The man also told her the same. One day, when she was inconsolable, he said to her, “You should be grateful to be here. If you weren’t here, you wouldn’t have a place to live.”

This remark hit her hard, and the guilt was nearly unbearable, just like the living situation.

Besides, all she wanted to do was care for this one person, a person to whom she’d agreed to devote her entire life. Selfishness—the way he ultimately acted, not the mention the secrecy and betrayal occurring—would eventually lead to a better life, she thought. Yet, the more she cared for him, the worse her life became. Once filled with bright colors, good smells, and lovely sounds, the world—the good world, that is—disappeared from her view. Her new world was drenched in black rain and onyx-colored clouds. One day, those clouds nearly killed her and this man, when they began to swirl and became a tornadic vortex. Luckily, the tornado skipped over the dilapidated home, saving both her and the unloving man.

Eventually, the world became totally black. Luckily, she still had a small lamp that cast a bit of light into the blackness. She left this light on. It was a reminder of the good world that had all but disappeared.

Where had it gone? She often wondered. Even though the world had become black, she continued to care for this man, but things just continued to go downhill. Even worse, the world wasn’t just black, but it had become terrifyingly viscous. All the darkness stuck like greasy oil to things around her and to her body.

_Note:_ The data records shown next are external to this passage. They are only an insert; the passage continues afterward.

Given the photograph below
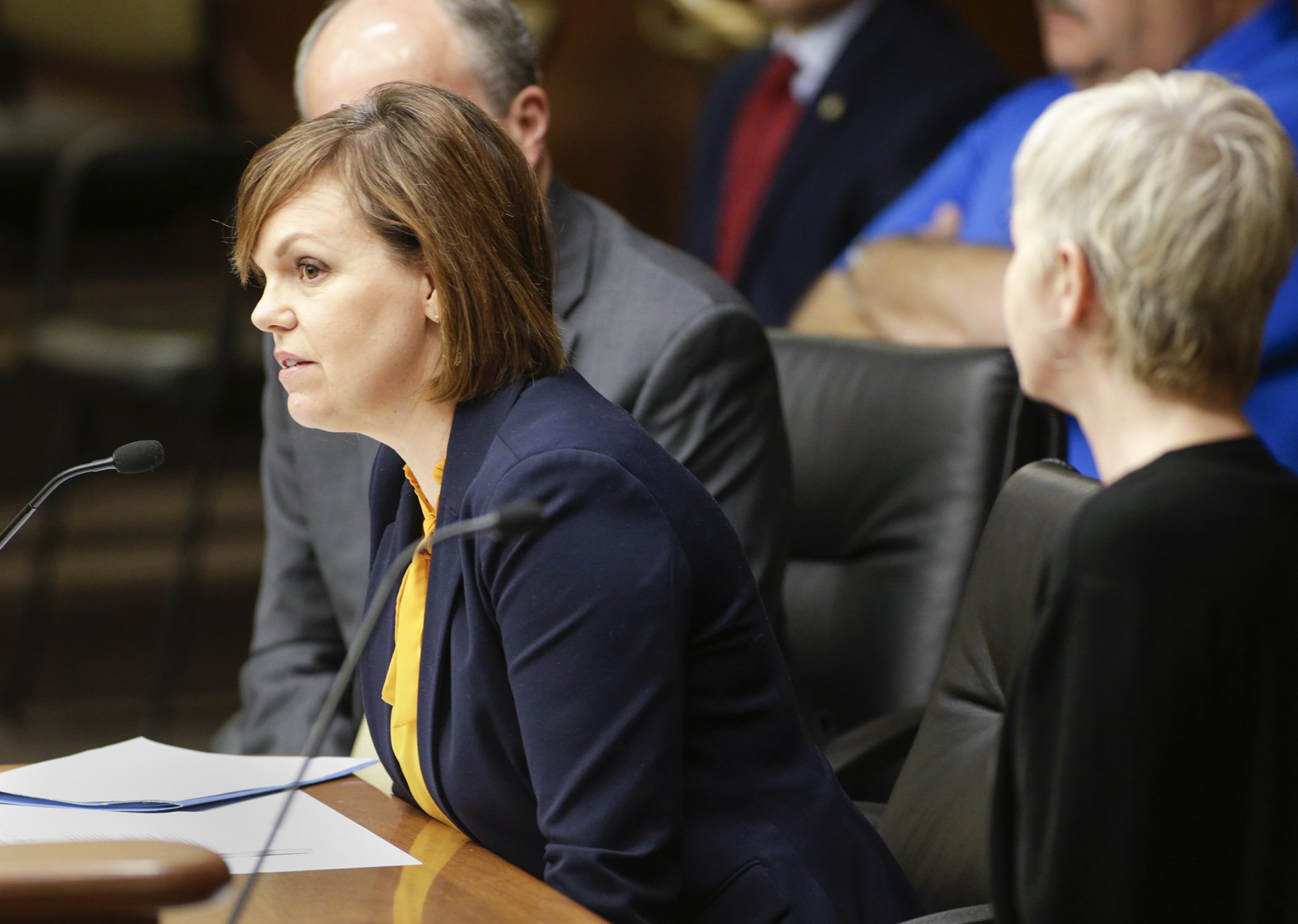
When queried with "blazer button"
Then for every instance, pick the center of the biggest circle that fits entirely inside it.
(831, 107)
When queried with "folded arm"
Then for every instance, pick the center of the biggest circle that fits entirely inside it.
(922, 291)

One day, she discovered that this man had tried to extinguish the light from her lamp while she’d been away on a long trip. (Incidentally, she’d take trips to the old places that used to make her happy – but once the trips were over, she’d return to this person and the syrupy, ever-expanding stain of blackness). After she discovered that he had tried to kill the light from the small lamp, after she’d listened in on an intimate conversation he was having with another woman, she asked him with great earnestness, “Why did you do that? Why would you do that, especially since I was gone, and wouldn’t have had a choice in the matter?”

“I don’t know,” he replied.

“Well, why couldn’t you have called and just asked me, told me that you wanted to extinguish my little light? I wouldn’t have minded. All you needed to do was pick up the phone and call. That’s it.”

“I didn’t think to call, because I’m very busy, and I am busy all the time.”

“I know! That’s why I am here for you, or trying to be, because I know that you’re really busy.”

He was flummoxed, and his face reddened.

“I need . . . I have needs, too!” he exclaimed.

“What are your needs, sweetheart? I can’t tend to your needs, unless you tell me what you want. What do you want? I only want to care for you,” she said, tearfully.

He walked away, very far away. Eventually, he would walk so far away, across the entire land in which they lived, that she could no longer find him. Even worse, he told her, “I don’t want you to find me. Goodbye.”

So the person she cared for most, the person she’d sacrificed everything for, was gone, gone, gone. Just like that. And now, she was left alone, almost entirely broken, lost, and hopeless. Once he had disappeared from sight and she no longer even heard a faint voice on the telephone, she rushed to her little lamp and cried out, “Oh, God! Why can’t I care for him? I devoted my life to him!”

Somewhere, ever so faintly, she heard the answer: “You must tend to your garden before growing flowers, plants, and vegetables somewhere else. If you don’t care for your own garden, and then plant things in a foreign place, you won’t know that the earth outside of your own spot could be poisoned. This is why we must plant, water, feed and finally harvest our own garden first.”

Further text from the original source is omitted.